At least in the Case Study homepage, there is a lot of commented out markup in the source, and an entire section where it looks like it was done in an HTML generator - because you are not using the Cascade at all, and every link re declares the same font-family over and over.

Something else you should consider is looking into this course: http://discover-devtools.codeschool.com/

It will help you understand what is going on when debugging webpages.

I know it's hard to be doing stuff that likely few people your age can relate to. Adults will dismiss you because of your age, and there isn't much you can do about it aside from continue to develop your skills so when you are taken seriously, they feel stupid for doubting you.

1 comments

I developed that case study for a client when I was 12 and so many of the techniques used were very immature. The site was done in the Joomla CMS.
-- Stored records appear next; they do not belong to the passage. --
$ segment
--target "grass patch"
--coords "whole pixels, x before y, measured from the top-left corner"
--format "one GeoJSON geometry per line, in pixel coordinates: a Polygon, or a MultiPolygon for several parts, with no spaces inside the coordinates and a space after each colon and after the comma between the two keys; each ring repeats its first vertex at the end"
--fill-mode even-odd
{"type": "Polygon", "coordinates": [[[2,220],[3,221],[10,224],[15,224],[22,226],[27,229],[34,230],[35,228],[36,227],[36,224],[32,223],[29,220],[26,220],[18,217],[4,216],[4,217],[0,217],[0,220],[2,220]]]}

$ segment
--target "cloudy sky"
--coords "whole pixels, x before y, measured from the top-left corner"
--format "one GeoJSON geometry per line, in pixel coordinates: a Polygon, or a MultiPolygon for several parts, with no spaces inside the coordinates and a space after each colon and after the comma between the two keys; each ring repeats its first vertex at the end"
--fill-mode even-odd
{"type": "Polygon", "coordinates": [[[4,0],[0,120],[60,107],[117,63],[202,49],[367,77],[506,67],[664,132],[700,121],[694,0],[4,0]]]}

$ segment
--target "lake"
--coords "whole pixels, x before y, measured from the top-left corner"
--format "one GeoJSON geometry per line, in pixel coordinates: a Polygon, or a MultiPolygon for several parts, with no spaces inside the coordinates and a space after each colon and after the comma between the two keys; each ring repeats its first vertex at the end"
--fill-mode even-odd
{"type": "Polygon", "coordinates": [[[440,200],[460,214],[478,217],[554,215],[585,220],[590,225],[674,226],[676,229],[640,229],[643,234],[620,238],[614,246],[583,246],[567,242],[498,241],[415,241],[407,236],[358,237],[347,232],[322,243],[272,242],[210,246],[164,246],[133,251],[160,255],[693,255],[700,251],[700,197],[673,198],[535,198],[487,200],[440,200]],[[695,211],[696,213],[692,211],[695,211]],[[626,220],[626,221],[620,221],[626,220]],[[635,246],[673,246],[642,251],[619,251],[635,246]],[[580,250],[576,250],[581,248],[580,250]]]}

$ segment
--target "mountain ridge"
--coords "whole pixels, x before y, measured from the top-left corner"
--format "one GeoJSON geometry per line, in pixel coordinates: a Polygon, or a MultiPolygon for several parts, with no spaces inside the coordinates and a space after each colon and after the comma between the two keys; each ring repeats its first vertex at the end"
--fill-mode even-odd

Also, I have already taken the dev-tools course and it was very useful.

In that case, you should be reviewing whatever case study you feature on a periodic basis to make sure it's reflective of your current skill level.

Depending on how much time you sink into learning, you can progress at a very high rate. You want people to make the most informed decision possible when hiring you, so you want to be showing them the thing most likely to wow them.

Keep in mind that some companies with an IT Department may still outsource smaller projects to freelancers. In this case, your development practices may be evaluated by IT minded folks. You really do not want to lose out at a job because you are showing code 4 years old, and that's not even how you'd go about it if you were to start over.

Another poster did say something about traffic increase. But let's extend that. If you can prove that you not only redid the design, but you increased performance by X%, and traffic by Y% and so on, those are real numbers people who make decisions can base you on. So it may be worth your while to learn about metrics.

In School, I would really look into a course on statistics. You'd be surprised how often that comes in handy.